|
***
Я когда-то умела летать!
А теперь?
А теперь
крепко держит уставшая долгими зимами дверь:
распахнуть не могу, чтоб крылами её не задеть.
А летать-то охота!
Да, видно уже не взлететь.
А глаза, всё равно, в небе ищут лазурную синь.
Но прогноз обещает, что будет докучливый дождь.
И с портрета уже смотрит мама:
- Гляди, не простынь!
Может, дома побудешь?
Да, может, и дождь переждёшь?
Но какое там ждать, если крылья зудят – не стерпеть!
- Мама, знаешь, поди, как безудержно тянет лететь.
И сломать бы препону, но снова наступит зима.
Как студёно без двери теперь-то я знаю сама.
О РУССКОМ СЕРДЦЕ И ЗЫРЯНСКОЙ ДУШЕ
Мне колыбельная песня тверская досталась –
тихая светлая реченька с галечным донцем.
В русской деревне Нарачино сердце осталось
с маминой речкой, играющей в зайчики с солнцем.
Но колыбельку мою мастерили зыряне,
маме моей вековая тайга подпевала.
В десять дворов деревенька Кольёль в глухомани
душу мою привязала к себе, привязала.
Не перепела отцовскую мамина песня.
Но и отцовская сердце моё не вернула.
Русской зырянкой живу, и нисколько не тесно
сердцу с душой –
лишь бы родина не попрекнула.
В ИЮНЕ 1962-ГО ГОДА
К матице крепили колыбель
древнюю, как наш крестьянский род…
с дудочкой бродил кудрявый Лель –
мама колыбельную поёт.
Жизнь по кругу вечному пошла –
матица качнулась надо мной.
Мама меня Таней назвала.
Мама принесла меня домой.
Люлька в толще лет запропадёт.
Без отца состарится наш дом…
Родина меня не оттолкнёт:
прирасту рябинкой под окном.
***
Я рябиновые грозди
до мороза соберу.
Зазывая праздник в гости,
избу скромно уберу.
И оранжевого цвета,
как смогу, сплету венок.
Пусть подольше бабье лето
свой отсчитывает срок.
Бабье лето – бабье счастье
или смутная печаль
в ожидании ненастья?
Праздник кончится.
А жаль!
И на ворох рыжих листьев
пышно ляжет седина.
Но рябиновые кисти
будут сохнуть у окна.
ПРО ГРЁЗЫ
Я руки - то помыла ли?
Не помню!
А косу заплетала ль?
Не пойму!
Задумалась о чём?
Что мы – не ровня.
Что я - то приглянулась не тому.
Что жизнь в мои сомненья не вникала:
плевала, если грубо, и текла.
А я – то, горемычная, страдала,
всю молодость на грёзы извела.
Очнулась возле убранного поля.
А волосы затянуты платком.
А руки заскорузлые в мозолях.
И дерево посажено.

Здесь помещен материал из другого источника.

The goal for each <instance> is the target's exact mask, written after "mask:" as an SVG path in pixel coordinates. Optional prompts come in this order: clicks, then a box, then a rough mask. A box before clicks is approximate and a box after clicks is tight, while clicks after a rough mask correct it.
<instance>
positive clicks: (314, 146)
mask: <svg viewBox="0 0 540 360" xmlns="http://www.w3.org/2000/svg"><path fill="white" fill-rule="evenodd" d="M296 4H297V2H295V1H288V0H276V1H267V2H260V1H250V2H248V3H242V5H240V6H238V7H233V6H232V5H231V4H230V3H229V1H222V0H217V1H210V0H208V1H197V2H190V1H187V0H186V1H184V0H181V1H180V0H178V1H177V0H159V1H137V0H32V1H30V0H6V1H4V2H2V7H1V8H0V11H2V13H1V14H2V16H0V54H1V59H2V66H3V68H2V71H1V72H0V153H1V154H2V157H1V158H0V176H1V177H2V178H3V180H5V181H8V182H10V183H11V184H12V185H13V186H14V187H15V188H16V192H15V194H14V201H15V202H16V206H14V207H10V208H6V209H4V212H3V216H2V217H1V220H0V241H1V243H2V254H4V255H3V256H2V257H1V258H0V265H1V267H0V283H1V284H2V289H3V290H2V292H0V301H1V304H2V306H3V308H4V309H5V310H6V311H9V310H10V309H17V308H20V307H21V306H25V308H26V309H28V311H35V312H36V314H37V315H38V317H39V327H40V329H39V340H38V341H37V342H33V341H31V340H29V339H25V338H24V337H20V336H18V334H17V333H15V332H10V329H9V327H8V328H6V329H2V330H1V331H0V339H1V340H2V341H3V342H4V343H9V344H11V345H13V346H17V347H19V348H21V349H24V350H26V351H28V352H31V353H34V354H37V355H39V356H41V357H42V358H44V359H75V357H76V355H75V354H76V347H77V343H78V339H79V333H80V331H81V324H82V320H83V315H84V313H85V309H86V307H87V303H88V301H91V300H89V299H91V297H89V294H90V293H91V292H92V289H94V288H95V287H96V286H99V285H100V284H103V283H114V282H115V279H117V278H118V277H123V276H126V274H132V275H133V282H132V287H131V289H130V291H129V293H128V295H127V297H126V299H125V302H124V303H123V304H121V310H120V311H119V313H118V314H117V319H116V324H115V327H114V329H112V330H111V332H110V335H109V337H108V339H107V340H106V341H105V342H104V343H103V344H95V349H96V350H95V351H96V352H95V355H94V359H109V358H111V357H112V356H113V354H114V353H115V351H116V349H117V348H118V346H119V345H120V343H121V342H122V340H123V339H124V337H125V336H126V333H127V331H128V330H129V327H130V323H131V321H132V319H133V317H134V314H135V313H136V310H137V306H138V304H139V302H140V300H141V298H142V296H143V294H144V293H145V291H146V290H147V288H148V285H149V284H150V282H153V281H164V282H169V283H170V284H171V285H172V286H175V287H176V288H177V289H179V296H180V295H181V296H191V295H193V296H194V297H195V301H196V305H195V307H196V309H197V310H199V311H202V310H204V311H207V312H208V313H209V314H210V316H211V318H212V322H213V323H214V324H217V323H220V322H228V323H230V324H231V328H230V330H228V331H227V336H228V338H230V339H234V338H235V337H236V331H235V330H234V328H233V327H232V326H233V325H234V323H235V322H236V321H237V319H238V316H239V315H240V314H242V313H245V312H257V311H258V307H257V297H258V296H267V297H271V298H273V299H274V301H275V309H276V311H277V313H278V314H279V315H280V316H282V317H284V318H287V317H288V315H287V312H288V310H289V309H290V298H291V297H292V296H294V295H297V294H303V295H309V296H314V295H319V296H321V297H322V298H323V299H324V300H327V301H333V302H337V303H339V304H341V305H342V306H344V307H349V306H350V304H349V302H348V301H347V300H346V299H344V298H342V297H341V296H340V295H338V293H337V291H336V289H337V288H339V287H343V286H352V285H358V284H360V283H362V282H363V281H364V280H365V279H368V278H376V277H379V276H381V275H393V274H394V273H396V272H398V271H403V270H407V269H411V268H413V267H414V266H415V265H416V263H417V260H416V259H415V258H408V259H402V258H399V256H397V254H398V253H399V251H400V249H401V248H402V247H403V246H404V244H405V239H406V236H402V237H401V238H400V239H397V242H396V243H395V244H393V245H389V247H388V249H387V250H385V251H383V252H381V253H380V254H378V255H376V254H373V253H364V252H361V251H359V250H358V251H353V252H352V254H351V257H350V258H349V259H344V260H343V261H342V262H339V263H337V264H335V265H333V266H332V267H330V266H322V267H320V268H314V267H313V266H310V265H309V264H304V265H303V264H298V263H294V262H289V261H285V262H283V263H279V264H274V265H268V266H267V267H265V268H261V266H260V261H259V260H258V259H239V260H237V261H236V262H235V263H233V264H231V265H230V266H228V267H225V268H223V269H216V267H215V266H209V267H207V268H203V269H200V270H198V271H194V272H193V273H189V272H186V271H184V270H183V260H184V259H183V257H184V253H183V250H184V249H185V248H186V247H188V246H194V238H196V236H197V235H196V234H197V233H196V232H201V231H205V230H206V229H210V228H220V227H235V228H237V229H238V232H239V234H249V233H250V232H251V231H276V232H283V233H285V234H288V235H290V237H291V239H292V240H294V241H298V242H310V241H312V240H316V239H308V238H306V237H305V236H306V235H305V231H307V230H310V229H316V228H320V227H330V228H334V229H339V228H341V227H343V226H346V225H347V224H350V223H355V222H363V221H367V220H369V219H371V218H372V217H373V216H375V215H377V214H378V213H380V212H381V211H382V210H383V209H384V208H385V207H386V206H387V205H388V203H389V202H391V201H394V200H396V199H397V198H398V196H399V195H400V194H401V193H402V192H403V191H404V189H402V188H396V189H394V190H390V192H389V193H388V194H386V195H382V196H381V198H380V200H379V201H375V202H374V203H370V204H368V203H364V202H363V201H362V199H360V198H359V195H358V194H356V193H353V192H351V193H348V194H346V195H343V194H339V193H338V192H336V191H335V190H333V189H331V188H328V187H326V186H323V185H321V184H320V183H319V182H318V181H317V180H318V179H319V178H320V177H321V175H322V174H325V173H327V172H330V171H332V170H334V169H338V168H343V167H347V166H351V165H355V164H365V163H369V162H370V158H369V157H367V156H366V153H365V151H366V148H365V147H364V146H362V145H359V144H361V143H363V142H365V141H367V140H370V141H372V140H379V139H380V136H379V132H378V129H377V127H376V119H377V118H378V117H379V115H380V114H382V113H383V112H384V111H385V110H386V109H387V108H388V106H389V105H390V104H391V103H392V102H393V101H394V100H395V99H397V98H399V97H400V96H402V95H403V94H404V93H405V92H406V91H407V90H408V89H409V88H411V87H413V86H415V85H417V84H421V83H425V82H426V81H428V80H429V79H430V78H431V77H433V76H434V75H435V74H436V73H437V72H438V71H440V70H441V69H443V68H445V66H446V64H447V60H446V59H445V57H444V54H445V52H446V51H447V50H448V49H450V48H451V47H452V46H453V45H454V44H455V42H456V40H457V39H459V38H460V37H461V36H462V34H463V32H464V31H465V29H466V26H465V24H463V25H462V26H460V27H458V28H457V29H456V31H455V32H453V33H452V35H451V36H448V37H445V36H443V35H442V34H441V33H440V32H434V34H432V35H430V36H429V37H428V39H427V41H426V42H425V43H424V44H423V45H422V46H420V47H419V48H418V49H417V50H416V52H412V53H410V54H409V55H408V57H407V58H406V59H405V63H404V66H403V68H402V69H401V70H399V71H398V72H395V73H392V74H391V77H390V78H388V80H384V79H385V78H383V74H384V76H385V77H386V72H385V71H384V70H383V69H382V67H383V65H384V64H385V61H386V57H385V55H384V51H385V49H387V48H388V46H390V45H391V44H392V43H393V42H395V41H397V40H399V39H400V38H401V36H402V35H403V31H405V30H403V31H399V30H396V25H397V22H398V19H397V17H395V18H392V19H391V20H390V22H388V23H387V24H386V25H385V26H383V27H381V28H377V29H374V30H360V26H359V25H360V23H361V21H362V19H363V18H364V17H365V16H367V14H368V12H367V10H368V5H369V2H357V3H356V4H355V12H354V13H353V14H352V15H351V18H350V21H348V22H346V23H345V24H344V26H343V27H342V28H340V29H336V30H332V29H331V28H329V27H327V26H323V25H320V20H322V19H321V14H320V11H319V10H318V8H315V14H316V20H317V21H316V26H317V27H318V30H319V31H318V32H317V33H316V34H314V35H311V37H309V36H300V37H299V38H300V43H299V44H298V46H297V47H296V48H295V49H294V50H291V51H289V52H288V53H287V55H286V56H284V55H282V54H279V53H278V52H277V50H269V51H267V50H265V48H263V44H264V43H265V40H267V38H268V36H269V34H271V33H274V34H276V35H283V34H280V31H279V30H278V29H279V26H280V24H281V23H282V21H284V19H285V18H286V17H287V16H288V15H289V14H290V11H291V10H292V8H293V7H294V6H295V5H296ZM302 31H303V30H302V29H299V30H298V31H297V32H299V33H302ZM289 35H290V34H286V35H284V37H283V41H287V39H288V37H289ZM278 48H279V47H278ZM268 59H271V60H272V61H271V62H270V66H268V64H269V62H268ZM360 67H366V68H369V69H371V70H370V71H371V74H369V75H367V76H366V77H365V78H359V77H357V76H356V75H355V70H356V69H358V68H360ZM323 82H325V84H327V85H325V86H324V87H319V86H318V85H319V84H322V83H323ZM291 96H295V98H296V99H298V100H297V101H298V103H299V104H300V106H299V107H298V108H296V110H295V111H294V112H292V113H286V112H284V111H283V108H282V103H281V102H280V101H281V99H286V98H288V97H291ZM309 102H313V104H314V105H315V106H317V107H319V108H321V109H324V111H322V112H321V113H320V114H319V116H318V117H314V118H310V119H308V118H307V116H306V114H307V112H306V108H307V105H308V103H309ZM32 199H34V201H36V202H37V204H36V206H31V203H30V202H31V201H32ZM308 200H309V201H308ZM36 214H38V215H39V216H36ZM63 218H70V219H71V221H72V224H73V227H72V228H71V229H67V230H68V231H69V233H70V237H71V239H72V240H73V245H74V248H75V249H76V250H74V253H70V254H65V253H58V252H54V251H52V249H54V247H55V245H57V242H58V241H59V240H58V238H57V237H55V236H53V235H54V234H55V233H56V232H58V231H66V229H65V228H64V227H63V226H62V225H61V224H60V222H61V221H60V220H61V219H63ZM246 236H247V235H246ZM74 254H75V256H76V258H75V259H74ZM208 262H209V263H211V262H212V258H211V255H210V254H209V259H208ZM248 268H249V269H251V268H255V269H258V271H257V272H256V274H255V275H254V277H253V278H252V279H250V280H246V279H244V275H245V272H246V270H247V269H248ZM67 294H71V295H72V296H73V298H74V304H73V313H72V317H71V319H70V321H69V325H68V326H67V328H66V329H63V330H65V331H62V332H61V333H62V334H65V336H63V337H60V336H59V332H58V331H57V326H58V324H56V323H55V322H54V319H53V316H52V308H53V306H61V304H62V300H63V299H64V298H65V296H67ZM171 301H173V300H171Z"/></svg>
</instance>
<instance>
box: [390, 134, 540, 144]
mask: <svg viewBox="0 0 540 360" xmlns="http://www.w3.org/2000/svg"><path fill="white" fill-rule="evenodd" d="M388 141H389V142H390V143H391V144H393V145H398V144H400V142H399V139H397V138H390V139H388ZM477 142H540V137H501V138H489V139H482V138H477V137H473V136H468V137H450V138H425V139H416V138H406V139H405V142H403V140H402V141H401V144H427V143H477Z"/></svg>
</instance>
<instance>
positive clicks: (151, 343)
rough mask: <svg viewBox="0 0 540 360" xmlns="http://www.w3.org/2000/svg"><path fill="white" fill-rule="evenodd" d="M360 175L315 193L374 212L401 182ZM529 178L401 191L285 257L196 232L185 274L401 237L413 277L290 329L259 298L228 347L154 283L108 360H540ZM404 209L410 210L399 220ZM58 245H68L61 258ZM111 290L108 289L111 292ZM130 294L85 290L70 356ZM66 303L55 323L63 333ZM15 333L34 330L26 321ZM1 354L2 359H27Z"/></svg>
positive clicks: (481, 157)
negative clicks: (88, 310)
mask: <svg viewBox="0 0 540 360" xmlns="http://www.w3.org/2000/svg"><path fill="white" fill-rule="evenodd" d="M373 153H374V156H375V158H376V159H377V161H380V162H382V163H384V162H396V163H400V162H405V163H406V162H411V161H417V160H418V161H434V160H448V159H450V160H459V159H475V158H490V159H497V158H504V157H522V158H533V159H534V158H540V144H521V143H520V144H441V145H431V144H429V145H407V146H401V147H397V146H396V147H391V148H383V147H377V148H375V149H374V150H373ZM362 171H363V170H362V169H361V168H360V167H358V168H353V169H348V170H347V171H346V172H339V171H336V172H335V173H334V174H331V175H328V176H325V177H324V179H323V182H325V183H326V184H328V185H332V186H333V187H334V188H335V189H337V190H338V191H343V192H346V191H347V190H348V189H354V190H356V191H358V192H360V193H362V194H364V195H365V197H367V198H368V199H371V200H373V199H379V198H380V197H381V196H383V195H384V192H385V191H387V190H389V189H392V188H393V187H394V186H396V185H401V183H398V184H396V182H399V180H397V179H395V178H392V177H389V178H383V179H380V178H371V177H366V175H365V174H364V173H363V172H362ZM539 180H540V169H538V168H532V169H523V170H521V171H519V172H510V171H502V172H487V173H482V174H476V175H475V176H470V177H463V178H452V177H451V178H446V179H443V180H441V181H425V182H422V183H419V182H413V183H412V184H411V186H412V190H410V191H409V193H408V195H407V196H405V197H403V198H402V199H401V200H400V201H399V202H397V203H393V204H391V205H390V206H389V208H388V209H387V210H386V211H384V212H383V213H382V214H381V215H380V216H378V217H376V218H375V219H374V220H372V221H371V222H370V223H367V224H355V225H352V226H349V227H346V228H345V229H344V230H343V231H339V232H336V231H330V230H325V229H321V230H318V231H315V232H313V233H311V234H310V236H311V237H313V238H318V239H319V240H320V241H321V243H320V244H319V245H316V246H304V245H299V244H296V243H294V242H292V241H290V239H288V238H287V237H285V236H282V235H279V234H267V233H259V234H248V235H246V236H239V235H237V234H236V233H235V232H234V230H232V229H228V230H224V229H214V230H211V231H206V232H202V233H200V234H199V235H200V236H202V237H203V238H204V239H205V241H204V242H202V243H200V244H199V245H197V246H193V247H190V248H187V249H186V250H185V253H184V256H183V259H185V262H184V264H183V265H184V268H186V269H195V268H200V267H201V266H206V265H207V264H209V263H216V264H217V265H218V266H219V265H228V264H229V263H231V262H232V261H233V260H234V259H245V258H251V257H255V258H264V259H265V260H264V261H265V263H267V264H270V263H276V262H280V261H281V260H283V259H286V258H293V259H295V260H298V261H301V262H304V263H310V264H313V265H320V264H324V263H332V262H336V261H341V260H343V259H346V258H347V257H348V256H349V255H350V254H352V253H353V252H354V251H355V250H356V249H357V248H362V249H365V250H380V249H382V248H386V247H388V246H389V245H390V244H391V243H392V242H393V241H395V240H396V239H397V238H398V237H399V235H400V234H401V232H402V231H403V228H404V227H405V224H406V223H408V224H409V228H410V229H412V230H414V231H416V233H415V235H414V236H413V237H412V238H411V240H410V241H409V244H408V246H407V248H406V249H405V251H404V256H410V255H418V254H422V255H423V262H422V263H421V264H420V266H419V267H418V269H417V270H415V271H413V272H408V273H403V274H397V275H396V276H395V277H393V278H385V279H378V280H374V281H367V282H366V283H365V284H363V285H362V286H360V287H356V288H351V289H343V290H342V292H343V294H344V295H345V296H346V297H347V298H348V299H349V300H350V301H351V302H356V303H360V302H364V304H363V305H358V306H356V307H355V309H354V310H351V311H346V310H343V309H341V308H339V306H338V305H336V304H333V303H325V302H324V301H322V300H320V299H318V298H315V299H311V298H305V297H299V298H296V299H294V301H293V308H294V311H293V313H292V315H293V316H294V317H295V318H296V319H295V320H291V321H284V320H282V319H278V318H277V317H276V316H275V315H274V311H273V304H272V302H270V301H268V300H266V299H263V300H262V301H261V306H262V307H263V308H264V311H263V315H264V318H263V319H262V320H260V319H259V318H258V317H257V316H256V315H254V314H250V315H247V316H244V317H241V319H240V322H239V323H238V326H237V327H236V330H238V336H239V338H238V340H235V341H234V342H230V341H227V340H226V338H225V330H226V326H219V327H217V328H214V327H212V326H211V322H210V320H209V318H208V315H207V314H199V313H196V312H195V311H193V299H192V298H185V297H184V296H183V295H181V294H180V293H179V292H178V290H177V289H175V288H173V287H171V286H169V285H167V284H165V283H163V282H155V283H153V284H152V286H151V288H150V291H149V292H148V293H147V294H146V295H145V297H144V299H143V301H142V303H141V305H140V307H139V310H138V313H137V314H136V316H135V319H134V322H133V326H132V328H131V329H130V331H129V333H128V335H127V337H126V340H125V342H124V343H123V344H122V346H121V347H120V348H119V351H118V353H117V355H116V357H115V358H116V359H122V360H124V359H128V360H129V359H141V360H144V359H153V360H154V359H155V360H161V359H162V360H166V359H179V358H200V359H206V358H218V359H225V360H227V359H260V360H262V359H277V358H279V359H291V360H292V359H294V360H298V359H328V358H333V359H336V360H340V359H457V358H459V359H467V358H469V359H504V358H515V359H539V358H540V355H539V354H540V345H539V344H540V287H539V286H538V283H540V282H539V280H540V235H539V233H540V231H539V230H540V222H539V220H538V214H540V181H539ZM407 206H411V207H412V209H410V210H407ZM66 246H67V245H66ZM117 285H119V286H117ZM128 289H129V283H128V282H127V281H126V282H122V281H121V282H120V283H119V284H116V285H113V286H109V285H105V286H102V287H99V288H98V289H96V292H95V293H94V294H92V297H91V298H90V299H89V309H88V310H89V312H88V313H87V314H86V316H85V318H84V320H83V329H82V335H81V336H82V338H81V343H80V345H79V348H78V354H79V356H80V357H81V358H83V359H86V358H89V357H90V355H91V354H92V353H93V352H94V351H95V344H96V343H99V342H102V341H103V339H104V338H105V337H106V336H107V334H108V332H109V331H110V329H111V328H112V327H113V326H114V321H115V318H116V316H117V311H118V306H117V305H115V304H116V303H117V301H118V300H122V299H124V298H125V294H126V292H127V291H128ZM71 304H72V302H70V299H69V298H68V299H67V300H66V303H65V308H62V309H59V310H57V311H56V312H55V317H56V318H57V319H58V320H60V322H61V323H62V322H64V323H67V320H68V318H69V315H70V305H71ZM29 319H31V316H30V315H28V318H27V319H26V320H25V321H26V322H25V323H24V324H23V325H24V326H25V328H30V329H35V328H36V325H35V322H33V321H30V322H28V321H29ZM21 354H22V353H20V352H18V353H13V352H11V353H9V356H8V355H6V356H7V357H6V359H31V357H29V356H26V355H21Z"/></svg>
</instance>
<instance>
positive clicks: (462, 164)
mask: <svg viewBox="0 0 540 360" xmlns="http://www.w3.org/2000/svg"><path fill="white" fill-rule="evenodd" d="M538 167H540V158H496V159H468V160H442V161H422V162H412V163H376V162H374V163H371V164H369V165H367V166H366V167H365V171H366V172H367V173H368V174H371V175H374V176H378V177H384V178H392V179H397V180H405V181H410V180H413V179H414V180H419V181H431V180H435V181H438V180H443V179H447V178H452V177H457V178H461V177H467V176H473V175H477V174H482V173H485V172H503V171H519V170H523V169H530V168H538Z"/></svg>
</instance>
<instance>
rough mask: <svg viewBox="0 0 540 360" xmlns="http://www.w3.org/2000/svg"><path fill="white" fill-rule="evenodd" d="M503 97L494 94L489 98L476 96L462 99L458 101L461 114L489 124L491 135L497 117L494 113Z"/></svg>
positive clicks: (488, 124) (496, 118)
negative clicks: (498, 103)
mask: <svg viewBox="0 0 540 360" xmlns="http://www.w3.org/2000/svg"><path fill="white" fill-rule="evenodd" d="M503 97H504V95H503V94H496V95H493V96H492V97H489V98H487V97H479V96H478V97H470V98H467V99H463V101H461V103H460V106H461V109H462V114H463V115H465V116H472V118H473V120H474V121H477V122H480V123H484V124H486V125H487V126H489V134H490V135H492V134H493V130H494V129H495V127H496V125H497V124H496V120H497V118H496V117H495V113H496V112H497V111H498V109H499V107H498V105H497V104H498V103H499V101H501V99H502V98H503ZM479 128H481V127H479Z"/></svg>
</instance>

И дом…
И рядом тот, кому я приглянулась,
мешки с картошкой носит в погребок…
Я сентябрю в охотку улыбнулась.
Но грёзы спрячу нынче ж.
Под замок.
ОСЕННИЙ ЛИСТОПАД
Усталые листы роняет лес багряный.
Притих весёлый мир, умолкли голоса.
А дышится легко – настой такой медвяный,
и воздух свеж и чист – последняя слеза.
До будущих грибов, до будущего лета
забуду здешних троп извилистую речь.
А лес ещё живёт и ждёт тепла и света,
но я его, увы, не в силах уберечь
от снежной пелены, от холода крутого –
всему в природе есть определённый срок.
Осенний листопад.
Задумчиво и строго
слетает на ладонь осиновый листок.
***
Осень платье свадебное шила,
на себя – чужое – примеряла.
Под фатой с опаской кружила –
чтоб зима об этом не узнала.
То метнётся к зеркалу, то снова
снимет платье белое и спрячет.
Вся в лохмотьях, Осень шьёт обнову.
Не себе.
Поэтому и плачет.
***
Меня от тебя оторвали земные заботы.
Я жадно цеплялась за повод, пытаясь остаться.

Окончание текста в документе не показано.